Voller Einsatz ohne Limit
Aufgrund fehlenden Nachwuchses lebt die Arbeit vieler Caritas- und Vinzenz-Konferenzen von dem persönlichen Engagement von Seniorinnen und Senioren. Wer sind diese Männer und Frauen, die sich auch im gesetzteren Alter noch für Mitmenschen in unterschiedlichster Art und Weise einsetzen?

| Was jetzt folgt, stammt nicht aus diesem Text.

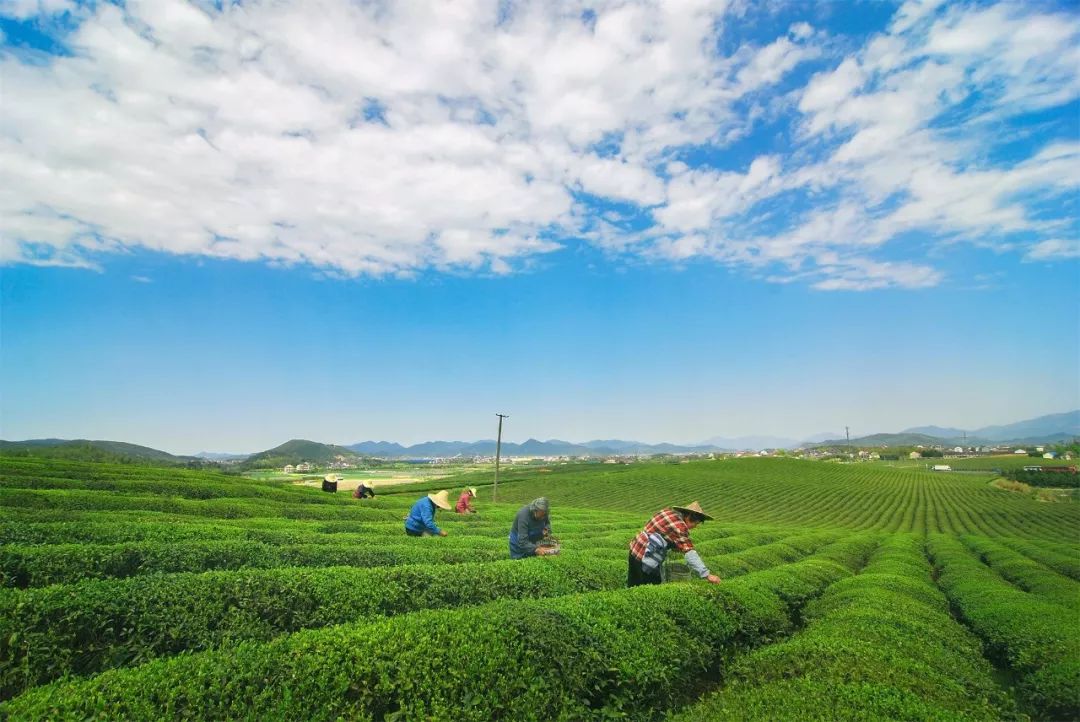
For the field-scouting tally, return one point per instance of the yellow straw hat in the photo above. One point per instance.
(442, 499)
(692, 507)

"Jeden Mittwoch bin ich der Fahrer für ältere Damen, die alleine oder in Senioreneinrichtungen leben und fahre sie zu einem gemeinsamen Kaffeetrinken. Außerdem organisieren wir regelmäßig Ausflüge für sie." Wolfgang Busche ist Mitglied der Vinzenz-Konferenz der St. Clemens-Gemeinde in Rheda-Wiedenbrück. In Seniorenheimen besucht er regelmäßig Bewohner, die wenig soziale Kontakte haben. Dabei ist der gelernte Bildhauer selbst bereits 81 Jahre alt. "Meine Frau war Vorsitzende einer Caritas-Konferenz. Als sie 2005 verstarb, brauchte ich für mich eine Aufgabe. Und die fand ich in dieser Tätigkeit." Wolfgang Busche hat in späteren Berufsjahren im Kundendienst einer Möbelfirma gearbeitet. Es fällt ihm leicht auf Menschen zuzugehen. Nachdenklich aber wird er, wenn er an die Zukunft der Konferenz denkt. "Wir sind derzeit gerade noch fünf Mitglieder, von denen sich aber gesundheitsbedingt nur zwei ehrenamtlich einbringen können." Jüngere Mitglieder? "Wir werben aktiv um Nachwuchs. Aber leider ohne Erfolg."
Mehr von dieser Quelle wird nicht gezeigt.